It was another last-minute weekend mission. It followed all the usual patterns. Wednesday, messages started getting sent around.
“Any plans for the weekend?”
“Not sure, depends on the weather,” would be the reply.
Then Thursday comes around. From Sapporo, we’ve got access to a number of coasts, all facing different directions. So begins looking at the weather, divining what coast might have the best conditions.
“Shakotan could be a goer,” the messages read.
Then Friday morning. “How about we try an overnighter around Yoichi?”
And so birthed the plan for this early autumn weekend paddle.
We left Sapporo on the Saturday morning early, so we could get to Yoichi, drop the kayaks and gear, drive the van to the take out 21km west along the coast, and catch the bus back to the put in.
I ended up being the one to drop the van off at Bikuni and take the bus back. In the end, however, I managed to get to Bikuni just after the one bus for the hour departed from the bus stop near the Bikuni beach. I called the team and we decided that it was worth not waiting an hour for the next bus, and get a taxi instead.

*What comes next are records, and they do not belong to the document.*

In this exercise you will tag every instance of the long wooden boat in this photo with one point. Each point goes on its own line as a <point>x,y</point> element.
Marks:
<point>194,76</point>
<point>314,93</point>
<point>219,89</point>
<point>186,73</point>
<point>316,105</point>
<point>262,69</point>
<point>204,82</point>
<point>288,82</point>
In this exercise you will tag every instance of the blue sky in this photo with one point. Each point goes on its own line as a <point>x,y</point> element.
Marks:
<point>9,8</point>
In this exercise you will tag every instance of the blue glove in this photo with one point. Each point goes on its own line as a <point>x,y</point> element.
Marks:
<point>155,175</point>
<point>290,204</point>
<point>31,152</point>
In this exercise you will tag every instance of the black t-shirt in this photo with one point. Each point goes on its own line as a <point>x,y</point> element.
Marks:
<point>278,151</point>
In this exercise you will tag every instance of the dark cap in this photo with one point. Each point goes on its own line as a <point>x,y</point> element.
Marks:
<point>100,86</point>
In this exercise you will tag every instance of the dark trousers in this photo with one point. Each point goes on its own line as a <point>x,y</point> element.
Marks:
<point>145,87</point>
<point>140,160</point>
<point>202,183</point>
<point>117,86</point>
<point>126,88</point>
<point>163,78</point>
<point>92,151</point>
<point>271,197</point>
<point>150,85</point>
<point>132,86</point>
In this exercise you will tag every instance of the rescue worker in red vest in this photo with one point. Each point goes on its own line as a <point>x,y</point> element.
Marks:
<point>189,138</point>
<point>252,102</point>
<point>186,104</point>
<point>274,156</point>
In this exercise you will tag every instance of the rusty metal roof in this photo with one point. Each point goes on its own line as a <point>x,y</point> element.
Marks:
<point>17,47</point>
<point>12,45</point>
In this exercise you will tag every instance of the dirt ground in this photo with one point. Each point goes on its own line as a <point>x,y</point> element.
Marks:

Splitting the 6000yen between the four of us made it worth the extra cost to save an hour or more of paddling time.
We pushed off the beach at 10:40am.
It was dead calm. We covered the 3km or so to Shiripa-misaki in no time.
Rounding the cape, we were immediately thrust into a different world. Gone were concrete breakwaters and old abandoned roads. We were now surrounded by rock, cliffs, and caves.
Beyond Shiripa-misaki was cape after cape after cape. Tall conglomerate cliffs. Secluded gravel beaches. All sheltered, all dead calm.
We could also see the day’s main prize in the distance – the iconic Candle Rock. Everyone who knows about Shakotan Peninsula knows about Candle Rock. Today, the conditions looked like they would allow us access.
But along the way, first, another cave. This one deeper than the first.
We’d paddled part of this coastline to Ebisu Rock previously, but on that day there was a very decent swell running. We weren’t able to confidently access Candle Rock. Today we were heading straight for it.
The base of Candle Rock was more island-like than I’d envisioned. We paddled around the outside of the island, before tucking into the rocky reef on the inside. Took the obligatory photos. And then carried on. A tick-it-off-the-list sort of experience.
With the main event now over, next on the list was to find a suitable spot to camp for the night. We’d Google-scouted a couple of possible locations, but on the ground, the beach was either too small or too steep or too rocky.
Soon we came to the old abandoned Route 229 relics. Old highways now cut off from the rest of the world. Tunnels concreted shut. We figured we might be able to camp on the old road. We tried one bay, but access to the road was going to be difficult – we’d need to climb up a 2m-high concrete embankment. Timbah gallantly took a look, but even with his height, it was a scramble.
The next bay along the coast, however, had a flight of stairs up to the road. There was also a flat spot in the coarse rocky beach, perfect for a campfire.
We were set.
And then we noticed a statue near the tunnel entrance (the entrance is now concreted over). This made me recall that there was some sort of traffic disaster along this stretch of coast. We had a very weak cellular signal, so I looked it up.
Sure enough, along this coast somewhere there’d been a tunnel cave-in, killing 20 people.
“Wow, that’s tragic,” I said. The others nodded in agreement.
I wondered where exactly this had happened. Upon looking at photos online, and watching some drone footage of others who had done their own macabre disaster sightseeing, I came to a somewhat unsettling realization.
The tunnel entrance where we’d pitched out tents not 20m away from, was the very tunnel entrance that had collapsed, crushing a tourist bus, killing all 20 occupants. It took officials two weeks to get to the wreckage.
It was just going on dusk when we made this grisly realization.
“That is so spooky,” said Saoka.
Indeed, the realization cast a somewhat spooky pall over the night’s campfire.
Despite the fact we were camped so close the site of a disaster, I slept well. The sun rose warm against the cliffs for the final 10km or so to Bikuni.
We would spend those 10km paddling from cape to cape, punctuated by concrete, old decaying abandoned roads, and small settlements on the coast.
It was obviously the season for salmon fishing – the Furubira River mouth was teeming with fishers. Dead salmon who had not made it to the river floated lifeless and moldy on the surface of the water.
After rounding Attoma-misaki, the last cape before Bikuni, Haidee decided to practice some rolling.
“I’m so hot in my drysuit,” she complained.
We arrived into Bikuni at just after 11am. The beach was alive with fishers and campers. We were glad we’d made the effort to make this an overnight trip. It was one of the last kayaking trips of our season for 2022. Not long after, the Sea of Japan switched to winter mode – strong northwesterlies, making the likelihood of a calm paddling day much less.